Lundi 18 Décembre 2017

La rupture du jeûne dans les embouteillages de Conakry

La rupture du jeûne dans les embouteillages de Conakry
(APA 15/06/17)
Photo d'illustration

APA-Conakry (Guinée) – Conakry, carrefour Bambéto. On est à quelques minutes de la rupture du jeûne et cette voie passante grouille de vendeurs offrant toutes sortes de marchandises aux passagers des véhicules.

Coincés dans de gros embouteillages, ces derniers sont obligés de couper leur jeûne en chemin, d’où la cour assidue des vendeurs et vendeuses qui se faufilent entre les véhicules.

En habitué de ces slaloms, un petit garçon va d’une voiture à une autre en exhibant à la criée ses yaourts qui, à l’en croire seraient « bien glacés » et coûteraient entre 2000, 3000 et 5000 francs guinéens.

Une aubaine pour Madjariou Barry qui voyage à bord d’un taxi. Assis derrière le chauffeur, il sort prestement la tête et hèle le petit vendeur qui s’amène en courant. « As-tu la monnaie ? J’en veux pour trois mille», lance Madjriou en exhibant un gros billet.

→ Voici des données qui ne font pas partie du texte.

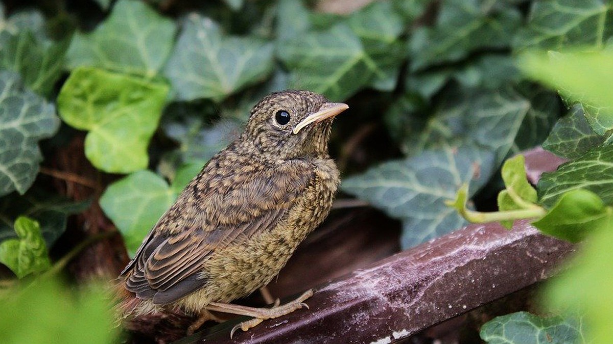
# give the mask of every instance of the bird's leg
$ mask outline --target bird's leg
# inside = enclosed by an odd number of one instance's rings
[[[223,319],[221,319],[218,316],[214,315],[210,312],[208,312],[206,308],[202,310],[202,312],[200,313],[200,316],[196,319],[196,321],[192,323],[191,325],[188,327],[187,335],[191,335],[194,334],[196,330],[200,328],[203,324],[206,323],[209,320],[213,320],[213,321],[216,321],[218,323],[222,323],[224,321]]]
[[[232,304],[223,304],[220,302],[211,302],[207,305],[207,309],[215,312],[221,312],[223,313],[230,313],[238,315],[245,315],[253,316],[254,319],[243,321],[232,328],[230,332],[230,337],[232,338],[234,332],[240,329],[246,331],[249,329],[256,326],[262,321],[267,319],[273,319],[289,314],[290,313],[300,309],[303,307],[308,308],[308,305],[304,303],[304,301],[313,296],[313,290],[305,291],[299,297],[285,304],[279,305],[278,300],[275,302],[272,308],[255,308],[240,305],[234,305]]]

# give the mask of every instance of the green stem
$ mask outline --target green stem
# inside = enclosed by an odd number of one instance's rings
[[[542,217],[547,212],[541,207],[534,209],[510,210],[507,211],[496,211],[492,212],[482,212],[467,209],[460,212],[460,214],[470,222],[474,223],[485,223],[486,222],[499,222],[504,220],[521,220],[523,219],[534,219]]]

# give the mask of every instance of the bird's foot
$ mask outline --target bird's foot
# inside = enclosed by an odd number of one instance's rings
[[[304,303],[305,300],[313,296],[313,290],[309,290],[303,293],[297,299],[285,304],[279,305],[279,301],[275,302],[272,308],[254,308],[240,305],[233,305],[231,304],[221,304],[218,302],[211,302],[207,306],[209,310],[216,312],[223,312],[224,313],[231,313],[239,315],[246,315],[253,316],[254,318],[242,323],[234,326],[230,332],[230,338],[232,337],[234,332],[238,329],[246,331],[249,329],[258,325],[262,321],[267,319],[274,319],[286,314],[289,314],[292,312],[300,309],[302,307],[308,308],[308,305]]]

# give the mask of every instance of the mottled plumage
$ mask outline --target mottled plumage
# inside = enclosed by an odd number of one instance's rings
[[[190,182],[121,272],[133,293],[124,312],[245,314],[224,304],[270,282],[327,215],[340,181],[327,144],[346,108],[305,91],[256,105],[245,132]]]

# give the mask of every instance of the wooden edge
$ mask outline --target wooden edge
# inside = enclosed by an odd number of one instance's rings
[[[528,174],[550,155],[527,154]],[[245,318],[178,343],[392,343],[548,278],[574,250],[527,221],[511,230],[471,225],[319,286],[309,310],[239,330],[233,340],[230,329]]]

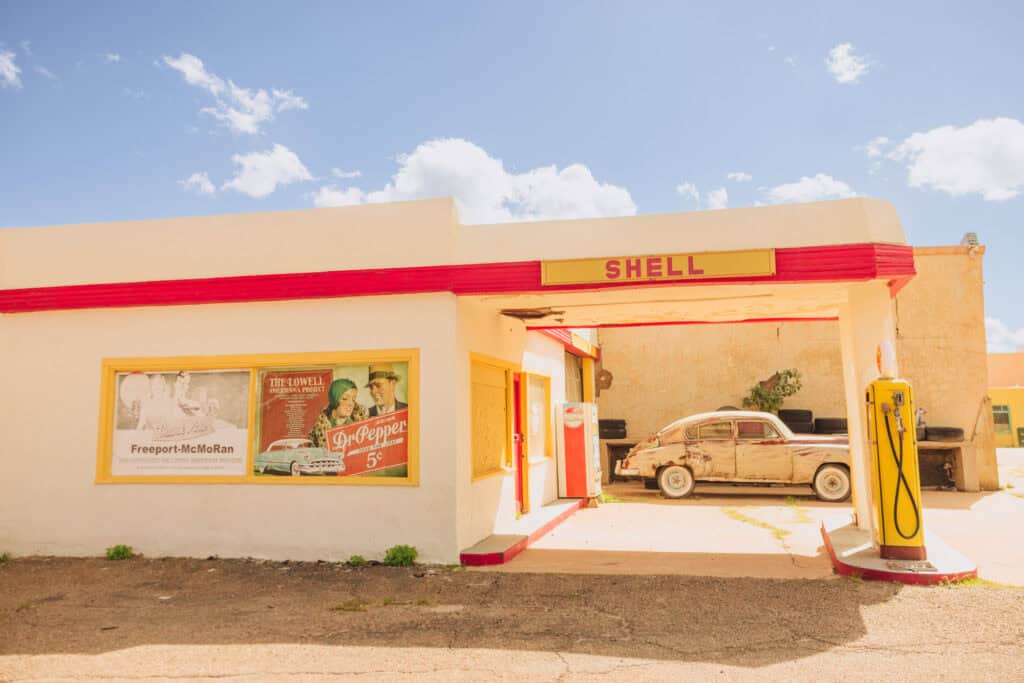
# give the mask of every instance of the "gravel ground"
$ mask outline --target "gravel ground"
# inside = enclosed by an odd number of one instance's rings
[[[1020,680],[1024,591],[23,558],[0,633],[0,680]]]

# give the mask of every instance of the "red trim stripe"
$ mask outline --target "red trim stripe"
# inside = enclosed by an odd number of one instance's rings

En moins d’une minute, le marché est conclu : Madjariou récupérant sa monnaie et surtout son yaourt pendant que le petit vendeur s’élance vers d’autres acheteurs, tenaillés par l’envie d’avoir de quoi couper le jeûne avant l’arrivée à la maison.

Chaque soir à l’approche de la coupure du jeûne, pareille scène se répète plusieurs fois dans les routes de la capitale guinéenne où les embouteillages monstres font l’affaire des vendeurs à la sauvette.

De la route « Le Prince » à l’Autoroute « Fidel Castro », en passant par la route « Le Niger » ou sur les routes dites « contournantes » et « transversales », le spectacle est le même : des nuées de vendeurs guettent les passagers des véhicules.

La bosse du commerce en bandoulière, ils prennent position autour des grands carrefours où se produisent régulièrement des embouteillages ou aux abords des mosquées érigées le long des grandes rues. Le « calcul » des commerçants est infaillible car à Conakry et presque partout dans les grandes villes du pays, les bouchons aux heures de pointe (départ pour le travail et retour du travail) sont permanents.

La faute au mauvais état des routes, au manque criard d’un réseau efficace de transport inter- urbain, à la propension des chauffeurs à fouler aux pieds le code de la route et au petit nombre de policiers chargés de réguler la circulation.

A mille lieues de se plaindre du pourquoi de ces embouteillages, des femmes font miroiter aux yeux des voyageurs affamés par une longue journée de jeûne des oranges, des sachets d’eau, des jus de fruit et de la bouillie. Là où des jeunes garçons excitent les appétits avec des brochettes de viande, des dattes, des pommes et du yaourt.

« Venez par-là, j’ai de la bonne bouillie de sorgho, c’est chaud et sucré », débite interminablement Aissatou Bah, une jeune fille de 20 ans, qui exerce au carrefour Coza. A côté d’elle, Binta Diallo, le visage voilé et un bébé sur le dos, ne s’en laisse pas compter : « J’ai de la bouillie du riz, il y a du lait et du sucre ».

Quand fuse l’appel à la prière du muezzin, ceux qui comme Madjariou ont fait des achats rompent le jeûne dans leur véhicule. Trois dattes pour les uns, un sachet d’eau fraîche ou un jus de fruit pour les autres.

Altruistes, certains passagers partagent leurs provisions avec leurs voisins n’ayant pas pu se payer quelque chose.

Pas pressés de rentrer ou estimant qu’il leur faut un goûter plus consistant, des passagers descendent à hauteur de la première mosquée pour prier et éventuellement y rompre je jeûne.

Dans beaucoup de mosquées de Conakry, on y trouve souvent le soir de quoi se mettre sous la dent en cette période de Ramadan.